JPMorgan Chase & Co was accused by federal regulators of duping millions of customers into buying costly and unneeded credit card services. (MIKE SEGAR/REUTERS)

Federal regulators Thursday slapped JPMorgan Chase with $389 million in penalties for deceiving millions of customers into buying costly and unneeded services when they signed up for credit cards.

The nation’s largest bank will pay $309 million to reimburse about 2.1 million consumers who were duped into paying for credit monitoring and other add-ons between October 2005 and June 2012. Those consumers enrolled in and paid for identity theft protection products but did not receive the full benefit of the products, according to the Office of the Comptroller of the Currency.

The bank regulator hit JPMorgan with an additional $60 million civil penalty based, in part, on the scope and duration of the violations. The OCC also is requiring the bank to take a number of corrective measures, including developing a better risk-management program for consumer products marketed or sold by JPMorgan or its vendors.

In coordination with the OCC, the Consumer Financial Protection Bureau levied a separate $20 million penalty in the case.

“We continue to be vigilant in pursuit of those who deceive consumers or treat them unfairly,” Richard Cordray, director of the CFPB, said in a statement. “Consumers deserve better, and we intend to help them achieve that.”

Cordray said JPMorgan often charged consumers for credit-monitoring products before the bank had obtained written authorization to perform the service, a violation of the law. In many cases, the bank never received authorization but started billing customers for the service all the same.

“When the fees for the products exceeded credit card account limits, some consumers faced even more fees and paid additional interest on those amounts,” Cordray said.

JPMorgan said it has already made refunds to affected consumers.

“We stopped new enrollments in these products in mid-2012 and will fully exit them by the end of this year,” Bill Wallace, JPMorgan’s head of operations for consumer and community banking, said in a statement. “Any mistakes like these are regrettable and we are committed to ensuring our partners and vendors hold themselves to the same high standards that our customers expect of us.”

The enforcement actions arrived on the same day as a flurry of other orders against JPMorgan.
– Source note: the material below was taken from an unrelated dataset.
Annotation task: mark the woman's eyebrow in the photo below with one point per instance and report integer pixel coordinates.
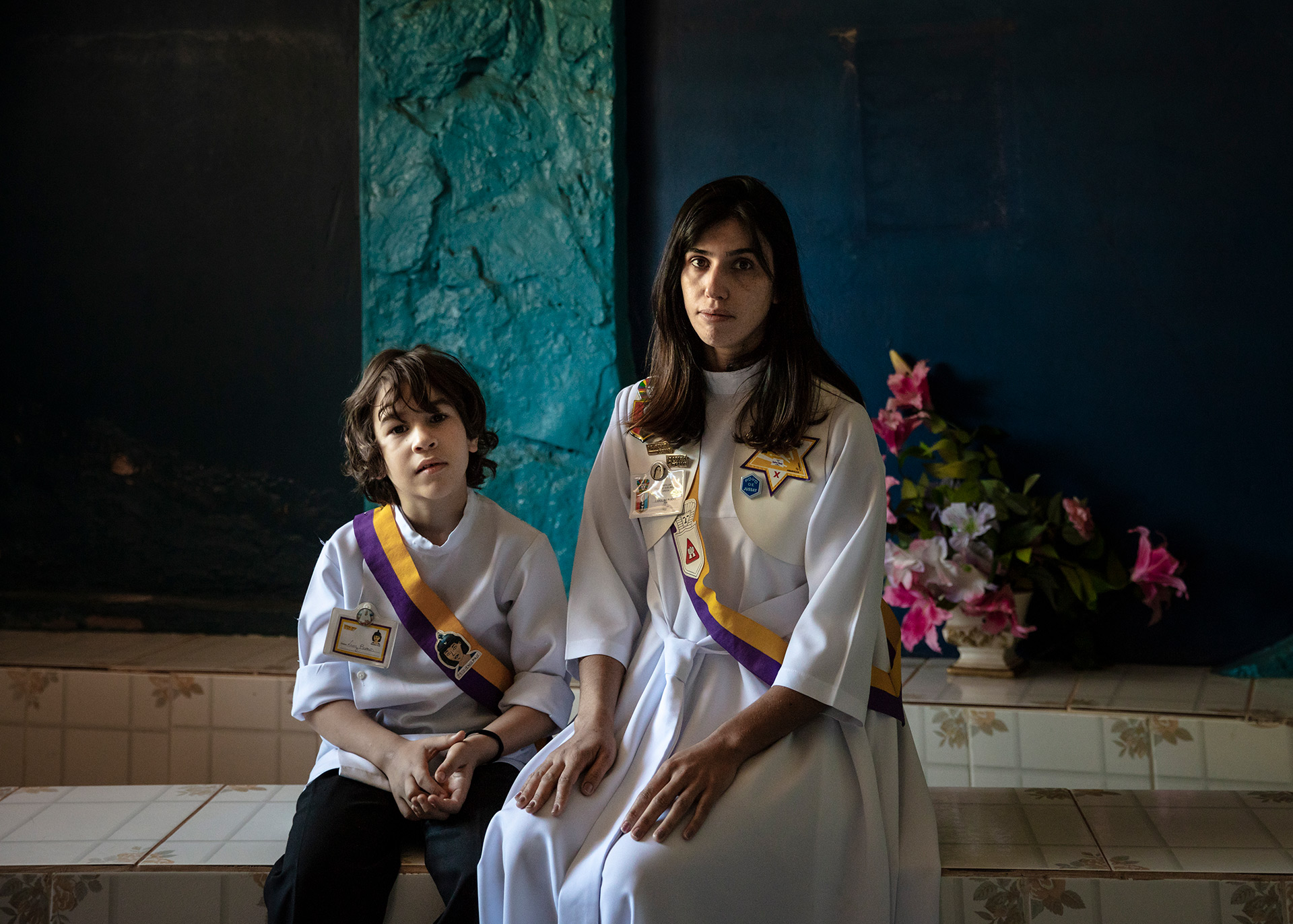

British and U.S. regulators, including the OCC, handed down a total of $920 million in fines against the bank for its disastrous “London Whale” trading losses from last year. In a separate action, the OCC also issued a cease-and-desist order for the bank’s use of flawed documents and incomplete records to collect on delinquent credit card debts.

JPMorgan chief executive Jamie Dimon this week sent a memo to employees that outlined steps the company has taken to address its risk-and-compliance problems. He said the bank has decided to no longer sell identity-theft protection and credit insurance to customers.